A psicanalista argumenta que o discurso que culpabiliza essas mulheres surge porque a sociedade busca controlar os corpos femininos por causa da capacidade reprodutiva. “O que aconteceria com a sociedade se mulheres começassem a cuidar apenas de pet, planta e reborn?”, questiona.
Para a antropóloga e professora da Universidade de Brasília (UnB) Debora Diniz, a discussão vai além das escolhas individuais das mulheres. “A crítica não é individualmente às mulheres, é sobre o que significa a construção e identificação desse desejo com essa mercadoria. É uma essencialização de gênero, é uma extensão de uma maternagem infantil com a boneca”, afirma.
Diniz também acredita que o argumento de que “não há nada demais” porque homens também brincam com objetos infantis mascara uma desigualdade. Para ela, essas comparações impedem um olhar crítico sobre comportamentos que são naturalizados para homens.
“O problema disso é que nós estamos enraizando aquilo que precisamos, a cada nova geração, estranhar para podermos ser mais livres das expectativas de destino”, diz. “Por que a nossa criatividade histórica para a construção de prazer, de elos, de vinculação e de aproximações precisa ser ainda mais reduzida à maternidade?”

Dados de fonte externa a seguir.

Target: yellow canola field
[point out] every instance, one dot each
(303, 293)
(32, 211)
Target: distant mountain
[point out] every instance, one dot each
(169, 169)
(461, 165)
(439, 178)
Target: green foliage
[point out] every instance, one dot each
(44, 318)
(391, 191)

Parte das críticas sobre os vídeos publicados nas redes sociais de cuidados com bebês reborn está relacionada à romantização da maternidade.

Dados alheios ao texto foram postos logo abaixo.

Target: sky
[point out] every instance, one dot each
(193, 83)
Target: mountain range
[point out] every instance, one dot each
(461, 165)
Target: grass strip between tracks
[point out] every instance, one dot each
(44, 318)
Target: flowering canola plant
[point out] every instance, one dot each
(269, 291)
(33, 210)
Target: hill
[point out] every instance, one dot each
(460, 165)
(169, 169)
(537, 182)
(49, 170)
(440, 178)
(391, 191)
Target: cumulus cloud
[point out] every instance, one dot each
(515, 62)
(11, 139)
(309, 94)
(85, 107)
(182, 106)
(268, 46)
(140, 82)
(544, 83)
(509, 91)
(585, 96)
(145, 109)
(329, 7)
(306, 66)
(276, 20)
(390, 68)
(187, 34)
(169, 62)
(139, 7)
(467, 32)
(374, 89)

Segundo Priscila Cardoso, professora associada da Unifesp (Universidade Federal de São Paulo) e coordenadora do Projeto Yabás e Erês: maternidade(s) e coletivização dos cuidados, essas mulheres podem contribuir para uma deslegitimação da luta em relação à maternidade real, afirma. Afinal, bebê reborn não faz a mãe ficar sem dormir, não chora, não precisa se alimentar. “A gente já tem cobrança suficiente por uma maternidade perfeita”, afirma.
“Não há ali o exercício da maternidade. Há uma fantasia que é orientada por aspectos que dizem respeito a questões emocionais, mas também, e de maneira muito forte e perversa, a como essa sociedade lida com a maternidade e lida com as mulheres”, ressalta Cardoso.

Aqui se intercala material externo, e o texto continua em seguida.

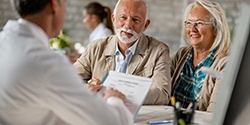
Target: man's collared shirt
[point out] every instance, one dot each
(119, 58)
(35, 81)
(189, 84)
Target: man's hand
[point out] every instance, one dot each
(95, 81)
(94, 85)
(115, 93)
(94, 88)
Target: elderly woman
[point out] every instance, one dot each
(207, 34)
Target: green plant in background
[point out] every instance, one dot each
(61, 42)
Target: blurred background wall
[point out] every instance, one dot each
(166, 18)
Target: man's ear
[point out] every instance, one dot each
(146, 25)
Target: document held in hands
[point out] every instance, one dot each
(135, 88)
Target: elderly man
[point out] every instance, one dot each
(129, 51)
(40, 87)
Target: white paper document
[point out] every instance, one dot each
(135, 88)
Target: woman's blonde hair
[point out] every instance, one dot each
(218, 19)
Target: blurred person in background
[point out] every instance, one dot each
(208, 37)
(97, 18)
(40, 87)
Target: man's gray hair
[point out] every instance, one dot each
(145, 3)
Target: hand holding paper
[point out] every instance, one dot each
(135, 88)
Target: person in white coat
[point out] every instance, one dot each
(40, 87)
(98, 19)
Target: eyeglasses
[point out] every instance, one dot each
(197, 24)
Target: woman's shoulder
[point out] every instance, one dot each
(181, 51)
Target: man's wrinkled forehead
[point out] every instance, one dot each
(132, 7)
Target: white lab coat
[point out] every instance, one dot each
(40, 87)
(101, 31)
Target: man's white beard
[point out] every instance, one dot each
(124, 38)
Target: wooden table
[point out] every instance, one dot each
(155, 112)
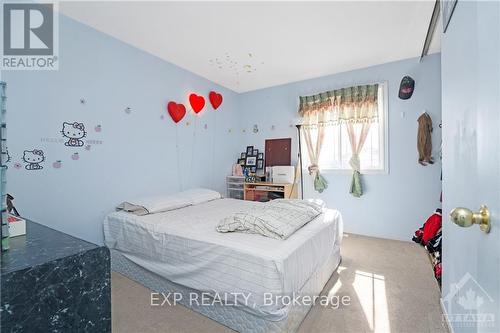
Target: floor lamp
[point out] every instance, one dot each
(300, 163)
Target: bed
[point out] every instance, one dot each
(180, 251)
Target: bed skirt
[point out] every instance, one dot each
(233, 317)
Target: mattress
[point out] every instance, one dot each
(184, 247)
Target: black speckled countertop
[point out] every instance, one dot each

Em meio a fantasias de bebês calminhos e de uma maternidade ideal, ter um boneco como esse pode ser uma forma de viver o desejo de ser mãe sem passar pelo peso e desafios da maternidade real. “Mulheres querem ter filhos, mas elas não querem ser a mãe porque a maternidade é muito pesada, muito injusta, muito desigual. Às vezes, é impossível de sustentar. E o bebê reborn denuncia um pouco isso também”, afirma Vera Iaconelli, psicanalista e colunista da Folha de S.Paulo. “O problema é tratar boneco como bebê e bebê como boneco. Quando acontece, estamos falando de loucura no primeiro caso e negligência no segundo”, diz.
No fim, as criadoras de conteúdo sobre bebês reborn, suas colecionadoras e as cegonhas demonstram amar aquele objeto de cuidado. Basile, a psicanalista, defende uma abordagem mais analítica e menos condenatória. “É preciso um trabalho de conscientização muito sério e não culpabilizador sobre tudo isso, para entender as denúncias sociais que este tipo de comportamento faz.”